「……」
「……」
和也とゼストが別れている頃、拓斗とドゥーエの戦況は膠着状態にあった。終始押し気味ではあるが決定力に欠けるドゥーエ、そして攻撃こそ捌けているもののドゥーエの猛攻に攻撃のチャンスがない拓斗、その状態にお互い内心で舌打ちをする。
(攻撃力こそないから助かってるけど、これはちょっと厳しいな……)
(こちらの攻撃がすべて裁かれている……これは厄介ね……)
拓斗にとって災難なのはドゥーエのスペックが拓斗より高いということであった。それよりも幸運なのは、ドゥーエが完全戦闘向きの戦闘機人ではないということであるが……。
実際、攻撃手段は拓斗の方が多い。遠、中、近距離、どの距離でも拓斗は攻撃することができる。逆にドゥーエはというと自身の爪状の固有装備であるピアッシングネイルが主な攻撃手段だ。

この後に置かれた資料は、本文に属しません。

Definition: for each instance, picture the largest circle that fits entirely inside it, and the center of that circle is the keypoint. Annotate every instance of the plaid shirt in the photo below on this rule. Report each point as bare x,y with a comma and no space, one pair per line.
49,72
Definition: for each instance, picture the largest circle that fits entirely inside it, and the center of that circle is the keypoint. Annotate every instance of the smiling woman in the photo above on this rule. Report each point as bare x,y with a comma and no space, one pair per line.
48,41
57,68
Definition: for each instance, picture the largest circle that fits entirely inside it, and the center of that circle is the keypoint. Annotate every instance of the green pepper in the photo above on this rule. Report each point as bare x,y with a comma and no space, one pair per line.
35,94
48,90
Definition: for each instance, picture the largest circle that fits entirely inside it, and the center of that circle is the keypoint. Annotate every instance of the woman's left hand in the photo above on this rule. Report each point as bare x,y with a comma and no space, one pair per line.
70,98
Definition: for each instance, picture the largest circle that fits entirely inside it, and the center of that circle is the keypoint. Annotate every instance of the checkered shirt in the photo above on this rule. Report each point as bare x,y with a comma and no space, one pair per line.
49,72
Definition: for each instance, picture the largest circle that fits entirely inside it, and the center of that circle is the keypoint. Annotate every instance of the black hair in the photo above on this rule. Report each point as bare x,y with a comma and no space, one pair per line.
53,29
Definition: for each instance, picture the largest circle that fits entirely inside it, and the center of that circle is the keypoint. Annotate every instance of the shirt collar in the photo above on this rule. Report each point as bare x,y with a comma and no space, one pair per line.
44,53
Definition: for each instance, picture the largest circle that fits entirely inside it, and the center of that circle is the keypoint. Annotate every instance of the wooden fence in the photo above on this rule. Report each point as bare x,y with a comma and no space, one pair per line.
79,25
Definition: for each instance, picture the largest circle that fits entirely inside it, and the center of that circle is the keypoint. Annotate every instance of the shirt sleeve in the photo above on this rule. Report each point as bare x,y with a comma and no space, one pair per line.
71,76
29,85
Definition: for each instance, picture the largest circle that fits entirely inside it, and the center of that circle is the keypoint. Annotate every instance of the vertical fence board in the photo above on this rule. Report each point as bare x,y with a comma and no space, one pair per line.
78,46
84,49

ピアッシングネイルはある程度の伸縮はできるものの、本来暗殺に用いられるものでお世辞にも戦闘向きとは言えず、さらにドゥーエ自身は空戦に適性がない。
それなら拓斗が空を飛べば戦闘を有利に進められるが、ドゥーエと拓斗にある能力差、そして彼女の周りに配置されているガジェットがそれを許さない。ここは戦場で1対1の状態ではないのだ。
拓斗が距離を取ろうとしたり、空を飛ぼうとするとガジェットが妨害し、それでできた隙をねらってドゥーエが攻撃してくる。そのお陰で拓斗はガジェットにも気を配る必要があり、神経をすり減らしていた。
「ここまでのようね……」
「ッ!」
突然、ドゥーエが呟いたことに拓斗は反応する。ドゥーエが何らかのアクションを起こしてくるかと考えたが、それにしては様子がおかしい。彼女は拓斗を警戒こそしているものの、構えを解いている。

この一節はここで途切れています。